L'exercice de réforme des règles restrictives dans le secteur des professions libérales a été initié en 2003 avec la publication d'une étude commandée par la direction générale Concurrence sur l'incidence économique de la régulation des professions libérales dans les différents États membres. L'action entreprise par la Commission dans ce domaine vient compléter la directive de la Commission relative aux services dans le marché intérieur. En 2005, la Commission a présenté un nouveau rapport sur les progrès réalisés [COM(2005) 405 final].

ACTE LIÉ

Communication de la Commission au Conseil, au Parlement européen, au Comité économique et social européen et au Comité des régions, du 5 septembre 2005, intitulée « Services professionnels - Poursuivre la réforme », Suivi du rapport sur la concurrence dans le secteur des professions libérales, COM(2004) 83, du 9 février 2004 [COM(2005) 405 final - Non publié au Journal Officiel].
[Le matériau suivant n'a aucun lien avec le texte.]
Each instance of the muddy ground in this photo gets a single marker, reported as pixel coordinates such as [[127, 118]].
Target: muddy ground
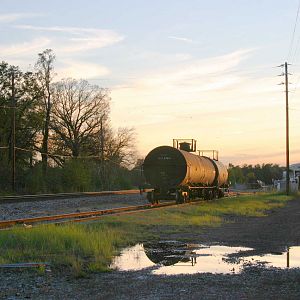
[[281, 228]]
La Commission européenne dresse un premier bilan de la réforme des restrictions réglementaires injustifiées dans le secteur des professions libérales. Si elle se réjouit des progrès accomplis dans certains États membres, elle s'inquiète de l'existence encore trop fréquente, dans de nombreux autres États membres, de réglementations qui entravent gravement la concurrence sans justifications objectives. Il est néanmoins encourageant de constater que la plupart procèdent à un travail d'analyse qui devrait mener à des réformes plus ou moins conséquentes. Quelques États membres présentent quant à eux aucune activité de réforme.

Devant cet état de fait, la Commission invite instamment les États membres d'intensifier leurs efforts en vue de renforcer la concurrence dans ce secteur. Une analyse plus affinée des marchés des services professionnels est suggérée afin de mieux définir l'intérêt général et d'assurer une réglementation mieux ciblée. Les utilisateurs occasionnels (particuliers) des services professionnels peuvent en effet éprouver davantage l'utilité d'une protection réglementaire soigneusement ciblée, à la différence des principaux utilisateurs (entreprises et secteur public). La situation des petites entreprises n'est pas très claire et doit encore être analysée.

Un soutien politique fort au niveau national et une plus grande implication des professions libérales sont indispensables au processus de réforme. La Commission continuera quant à elle de jouer un rôle de catalyseur et de diffuser les bonnes pratiques.